Saat menerima pemberian itu, Bapak itu tak kuasa menahan tangis haru. Dengan suara bergetar, ia mengangkat kedua tangannya dan memanjatkan puji syukur kepada Tuhan atas rezeki yang tak terduga ini. Jestham pun dengan lembut mengingatkan Bapak itu untuk terus mendirikan salat dan mendoakan keselamatan keluarganya, terutama sang anak yang masih di perantauan agar segera dapat pulang berkumpul. Ia berharap Lebaran tahun ini membawa berkah bagi Bapak dan keluarga, serta rezeki yang diberikan dapat bermanfaat. Sebagai penutup, mereka berpamitan dengan penuh kehangatan.
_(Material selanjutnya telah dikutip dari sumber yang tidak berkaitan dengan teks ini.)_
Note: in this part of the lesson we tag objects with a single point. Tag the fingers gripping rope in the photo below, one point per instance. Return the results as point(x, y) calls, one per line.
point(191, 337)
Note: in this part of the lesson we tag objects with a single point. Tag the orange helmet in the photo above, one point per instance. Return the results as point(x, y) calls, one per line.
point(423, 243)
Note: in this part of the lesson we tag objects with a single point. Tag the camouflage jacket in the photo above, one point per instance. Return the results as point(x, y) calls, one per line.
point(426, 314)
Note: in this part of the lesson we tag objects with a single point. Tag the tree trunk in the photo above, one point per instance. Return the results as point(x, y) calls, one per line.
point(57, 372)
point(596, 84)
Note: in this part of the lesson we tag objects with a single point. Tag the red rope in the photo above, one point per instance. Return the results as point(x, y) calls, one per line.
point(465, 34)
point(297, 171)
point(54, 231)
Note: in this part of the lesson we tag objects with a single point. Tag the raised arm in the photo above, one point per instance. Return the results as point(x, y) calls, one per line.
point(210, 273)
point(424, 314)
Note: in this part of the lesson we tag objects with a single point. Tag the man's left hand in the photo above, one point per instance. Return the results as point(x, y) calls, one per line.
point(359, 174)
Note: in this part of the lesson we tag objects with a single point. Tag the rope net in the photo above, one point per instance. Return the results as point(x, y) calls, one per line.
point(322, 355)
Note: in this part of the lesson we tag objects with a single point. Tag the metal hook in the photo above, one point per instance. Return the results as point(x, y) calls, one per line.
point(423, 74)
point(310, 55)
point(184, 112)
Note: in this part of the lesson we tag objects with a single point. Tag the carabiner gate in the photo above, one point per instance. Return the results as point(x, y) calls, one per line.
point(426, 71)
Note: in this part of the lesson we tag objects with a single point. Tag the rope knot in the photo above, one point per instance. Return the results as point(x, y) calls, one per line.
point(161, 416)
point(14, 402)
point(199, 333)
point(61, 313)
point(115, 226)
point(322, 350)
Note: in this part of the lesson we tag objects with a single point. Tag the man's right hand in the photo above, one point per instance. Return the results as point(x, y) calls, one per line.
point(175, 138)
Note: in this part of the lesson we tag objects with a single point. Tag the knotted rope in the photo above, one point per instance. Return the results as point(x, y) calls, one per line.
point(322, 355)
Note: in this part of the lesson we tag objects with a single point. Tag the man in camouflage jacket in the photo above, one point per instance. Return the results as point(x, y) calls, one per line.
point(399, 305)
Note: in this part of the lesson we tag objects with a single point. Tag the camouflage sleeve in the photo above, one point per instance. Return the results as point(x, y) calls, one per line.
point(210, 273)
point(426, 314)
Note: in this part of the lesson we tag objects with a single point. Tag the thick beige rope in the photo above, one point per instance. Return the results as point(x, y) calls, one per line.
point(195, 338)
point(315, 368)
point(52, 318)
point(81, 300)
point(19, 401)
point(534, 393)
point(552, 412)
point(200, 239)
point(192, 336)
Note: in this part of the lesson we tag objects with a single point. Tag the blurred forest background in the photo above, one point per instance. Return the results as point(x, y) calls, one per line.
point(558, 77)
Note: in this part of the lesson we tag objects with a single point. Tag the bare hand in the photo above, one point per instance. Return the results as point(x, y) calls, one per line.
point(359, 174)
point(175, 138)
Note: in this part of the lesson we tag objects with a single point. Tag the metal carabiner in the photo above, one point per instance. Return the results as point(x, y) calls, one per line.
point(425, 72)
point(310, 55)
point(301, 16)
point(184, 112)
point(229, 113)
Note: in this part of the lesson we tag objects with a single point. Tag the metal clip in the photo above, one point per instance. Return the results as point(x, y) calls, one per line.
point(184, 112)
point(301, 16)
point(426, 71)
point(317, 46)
Jestham berpesan agar Bapak itu berhati-hati di jalan, dan Bapak itu pun mengucapkan terima kasih berkali-kali. Sebuah perjumpaan singkat yang tidak hanya memberi bahan makanan, tetapi juga harapan dan doa bagi seorang ayah yang sedang menanti kepulangan anaknya di perantauan.